Bize yıllarca “Alman İdeolojisi” diye okuttukları hızlı piyasaya sürüm özet el kitabı biçiminde “birkaç sayfalık şeyin” ne olduğunu ya da ne olmadığını gördükten sonra benim diyeceğim bu. Bu bağlamda “asıl sorunu” tanımlamakta uyarı mahiyetinde bir önem taşıyor. O büyük devrimci ağabeyleriniz, ablalarınız, şeyhleriniz, peygamberleriniz, sosyalist devrimci liderlerin adlarını, adlarının önünde telaffuz edilmesinden –etmekten- utanmayan liderlerinizin her nedense bu durumun farkına bir türlü varamamış olmaları. Nedenini sorgulamak çok önemli.
Diğer taraftan burada tanımlamaya çalıştığım sorunun daha az üstünde durulan bir yanını da dile getirmek gerekiyor; sosyalistlerin “diğer” kitabı okuma konusundaki isteksizlikleri. Alman İdeolojisini özetinin özetinden okuyup anlamaya çalışanların Feuerbach’a ait bir okuma yapmalarını beklemek duruma karşı bir haksızlık olur! (Okunması gerekiyor mu; bu ayrı bir tartışma konusu. Ancak en azından varlığından haberinin olunması gerekiyor, en azından bu “haberdar olma durumunun” engellenmemesi, sansürlenmemesi gerekiyor.)

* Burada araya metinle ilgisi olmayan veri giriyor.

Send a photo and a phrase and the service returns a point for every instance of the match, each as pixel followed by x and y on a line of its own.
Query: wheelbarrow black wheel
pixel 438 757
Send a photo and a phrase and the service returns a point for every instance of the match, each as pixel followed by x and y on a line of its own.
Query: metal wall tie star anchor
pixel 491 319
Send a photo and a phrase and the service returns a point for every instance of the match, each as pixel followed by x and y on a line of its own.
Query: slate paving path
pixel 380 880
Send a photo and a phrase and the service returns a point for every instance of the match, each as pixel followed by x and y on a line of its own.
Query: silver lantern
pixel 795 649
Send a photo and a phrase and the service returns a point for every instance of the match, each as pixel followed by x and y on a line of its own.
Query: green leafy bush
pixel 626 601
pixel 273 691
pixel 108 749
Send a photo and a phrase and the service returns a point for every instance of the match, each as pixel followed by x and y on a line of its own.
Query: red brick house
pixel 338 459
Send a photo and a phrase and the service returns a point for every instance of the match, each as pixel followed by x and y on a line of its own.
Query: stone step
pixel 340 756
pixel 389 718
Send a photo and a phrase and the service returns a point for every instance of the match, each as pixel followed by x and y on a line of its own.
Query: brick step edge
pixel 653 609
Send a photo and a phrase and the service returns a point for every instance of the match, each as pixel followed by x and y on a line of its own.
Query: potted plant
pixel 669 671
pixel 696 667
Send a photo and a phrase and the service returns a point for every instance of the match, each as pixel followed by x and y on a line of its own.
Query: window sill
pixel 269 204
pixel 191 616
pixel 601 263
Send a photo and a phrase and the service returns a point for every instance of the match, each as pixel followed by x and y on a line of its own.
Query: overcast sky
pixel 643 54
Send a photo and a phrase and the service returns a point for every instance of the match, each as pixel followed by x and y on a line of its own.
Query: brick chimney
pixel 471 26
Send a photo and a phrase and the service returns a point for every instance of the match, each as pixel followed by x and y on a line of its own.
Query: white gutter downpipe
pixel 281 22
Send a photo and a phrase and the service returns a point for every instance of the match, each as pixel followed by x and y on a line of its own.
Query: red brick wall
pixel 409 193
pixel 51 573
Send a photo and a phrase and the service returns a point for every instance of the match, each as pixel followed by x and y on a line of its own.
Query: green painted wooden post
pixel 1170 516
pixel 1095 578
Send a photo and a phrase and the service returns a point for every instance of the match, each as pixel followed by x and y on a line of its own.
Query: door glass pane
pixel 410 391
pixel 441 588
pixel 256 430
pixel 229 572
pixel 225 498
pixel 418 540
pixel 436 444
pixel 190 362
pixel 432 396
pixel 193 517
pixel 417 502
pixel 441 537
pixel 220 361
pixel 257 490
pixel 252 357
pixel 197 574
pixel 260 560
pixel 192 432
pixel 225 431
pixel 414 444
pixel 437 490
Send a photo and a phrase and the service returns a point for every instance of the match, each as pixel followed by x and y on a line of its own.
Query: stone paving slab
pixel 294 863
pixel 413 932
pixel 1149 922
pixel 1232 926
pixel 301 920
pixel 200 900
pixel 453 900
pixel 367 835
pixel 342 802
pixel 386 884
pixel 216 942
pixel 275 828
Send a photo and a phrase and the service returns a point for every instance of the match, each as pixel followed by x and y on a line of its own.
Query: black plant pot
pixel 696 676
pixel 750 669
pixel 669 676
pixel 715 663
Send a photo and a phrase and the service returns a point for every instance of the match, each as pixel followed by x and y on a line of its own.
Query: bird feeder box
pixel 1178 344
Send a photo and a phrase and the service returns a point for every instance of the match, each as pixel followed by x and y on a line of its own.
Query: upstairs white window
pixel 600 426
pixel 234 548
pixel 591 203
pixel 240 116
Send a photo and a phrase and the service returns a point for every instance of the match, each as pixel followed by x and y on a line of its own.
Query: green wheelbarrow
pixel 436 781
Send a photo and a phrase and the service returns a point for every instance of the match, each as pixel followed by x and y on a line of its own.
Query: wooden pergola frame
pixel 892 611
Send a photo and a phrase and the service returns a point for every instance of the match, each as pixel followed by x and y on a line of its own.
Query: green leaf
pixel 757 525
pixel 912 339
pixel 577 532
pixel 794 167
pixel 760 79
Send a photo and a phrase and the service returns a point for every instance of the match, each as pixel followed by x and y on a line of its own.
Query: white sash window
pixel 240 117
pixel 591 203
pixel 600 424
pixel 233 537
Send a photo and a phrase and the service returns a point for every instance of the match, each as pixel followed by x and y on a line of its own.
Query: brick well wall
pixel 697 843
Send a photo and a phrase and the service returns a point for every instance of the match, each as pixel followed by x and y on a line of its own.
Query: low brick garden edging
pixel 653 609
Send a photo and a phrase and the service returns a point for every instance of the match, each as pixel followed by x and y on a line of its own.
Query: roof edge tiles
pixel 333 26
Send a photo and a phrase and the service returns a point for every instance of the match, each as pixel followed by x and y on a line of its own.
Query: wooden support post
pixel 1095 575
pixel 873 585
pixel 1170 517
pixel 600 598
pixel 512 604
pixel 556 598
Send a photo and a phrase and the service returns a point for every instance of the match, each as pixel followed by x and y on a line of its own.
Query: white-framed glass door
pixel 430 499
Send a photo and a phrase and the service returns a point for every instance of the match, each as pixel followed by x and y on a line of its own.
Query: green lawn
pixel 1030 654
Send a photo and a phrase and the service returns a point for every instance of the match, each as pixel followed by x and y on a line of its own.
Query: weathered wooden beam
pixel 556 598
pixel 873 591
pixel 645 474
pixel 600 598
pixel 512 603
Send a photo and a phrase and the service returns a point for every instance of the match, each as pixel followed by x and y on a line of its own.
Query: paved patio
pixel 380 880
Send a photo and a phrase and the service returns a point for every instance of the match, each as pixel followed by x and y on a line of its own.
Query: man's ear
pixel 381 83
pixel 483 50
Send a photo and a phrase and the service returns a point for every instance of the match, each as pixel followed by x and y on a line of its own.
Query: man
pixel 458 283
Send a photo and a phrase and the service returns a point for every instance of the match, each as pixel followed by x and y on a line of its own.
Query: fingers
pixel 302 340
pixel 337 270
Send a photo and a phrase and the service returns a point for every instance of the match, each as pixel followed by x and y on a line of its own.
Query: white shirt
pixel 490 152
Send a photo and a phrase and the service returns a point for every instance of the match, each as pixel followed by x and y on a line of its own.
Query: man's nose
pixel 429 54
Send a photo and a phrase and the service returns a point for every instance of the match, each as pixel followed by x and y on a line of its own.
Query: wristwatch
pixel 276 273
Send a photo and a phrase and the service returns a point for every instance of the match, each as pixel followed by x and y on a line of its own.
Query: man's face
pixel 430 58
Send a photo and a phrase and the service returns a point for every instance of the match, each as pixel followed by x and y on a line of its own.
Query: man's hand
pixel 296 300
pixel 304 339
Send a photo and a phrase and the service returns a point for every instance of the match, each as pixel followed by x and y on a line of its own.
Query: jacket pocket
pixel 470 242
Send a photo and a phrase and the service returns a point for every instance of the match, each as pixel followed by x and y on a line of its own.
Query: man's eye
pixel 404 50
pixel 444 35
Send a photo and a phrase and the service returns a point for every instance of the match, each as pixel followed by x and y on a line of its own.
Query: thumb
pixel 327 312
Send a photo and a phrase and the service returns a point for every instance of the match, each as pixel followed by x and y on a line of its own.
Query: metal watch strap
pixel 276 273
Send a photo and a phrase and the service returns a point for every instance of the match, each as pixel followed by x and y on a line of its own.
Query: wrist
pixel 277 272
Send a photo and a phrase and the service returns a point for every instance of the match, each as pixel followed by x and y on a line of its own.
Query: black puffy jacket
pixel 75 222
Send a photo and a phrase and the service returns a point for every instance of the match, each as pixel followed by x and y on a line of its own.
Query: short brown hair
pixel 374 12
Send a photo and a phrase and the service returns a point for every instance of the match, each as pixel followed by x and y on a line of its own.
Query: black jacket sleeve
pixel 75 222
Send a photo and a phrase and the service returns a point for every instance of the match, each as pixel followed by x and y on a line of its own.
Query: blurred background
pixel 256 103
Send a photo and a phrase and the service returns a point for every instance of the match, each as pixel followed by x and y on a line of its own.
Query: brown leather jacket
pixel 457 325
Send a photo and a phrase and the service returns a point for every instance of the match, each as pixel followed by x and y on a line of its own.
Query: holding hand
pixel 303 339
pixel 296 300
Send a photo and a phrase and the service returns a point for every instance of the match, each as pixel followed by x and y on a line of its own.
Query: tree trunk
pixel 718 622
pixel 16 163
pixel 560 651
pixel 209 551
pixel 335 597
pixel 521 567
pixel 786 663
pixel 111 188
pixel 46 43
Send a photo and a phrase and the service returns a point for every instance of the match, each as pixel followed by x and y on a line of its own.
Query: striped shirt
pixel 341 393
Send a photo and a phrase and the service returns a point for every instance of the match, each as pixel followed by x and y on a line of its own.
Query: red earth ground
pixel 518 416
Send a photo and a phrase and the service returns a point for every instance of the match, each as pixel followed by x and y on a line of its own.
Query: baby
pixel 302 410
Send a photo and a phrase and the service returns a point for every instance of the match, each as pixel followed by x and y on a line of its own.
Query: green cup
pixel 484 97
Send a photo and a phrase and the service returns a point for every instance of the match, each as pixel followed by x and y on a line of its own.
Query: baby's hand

Yıllar yıllar önce, henüz kendimi hala sosyalist olarak tanımladığım ya da öyle sandığım “çağlarda” derin ideolojik bilgisiyle ünlenmiş ve aynı derinlikte felsefi bakışlara sahip olduğuna müritlerini inandırmış bir devrimci sosyalist abimize “Ludwig Feuerbach, Hıristiyanlığın Özü’nde epistemolojik bir bakışla etik konusunda oldukça pragmatik bir yaklaşım sergilemiyor mu” diye sorduğumu anımsıyorum, naçizane küçük burjuva eklektik ideolojik kurgumla! Aldığım yanıt son derece öğretici olduğu için mutlaka paylaşmak zorundayım: “Ludwig Feuerbach mı, o kim?”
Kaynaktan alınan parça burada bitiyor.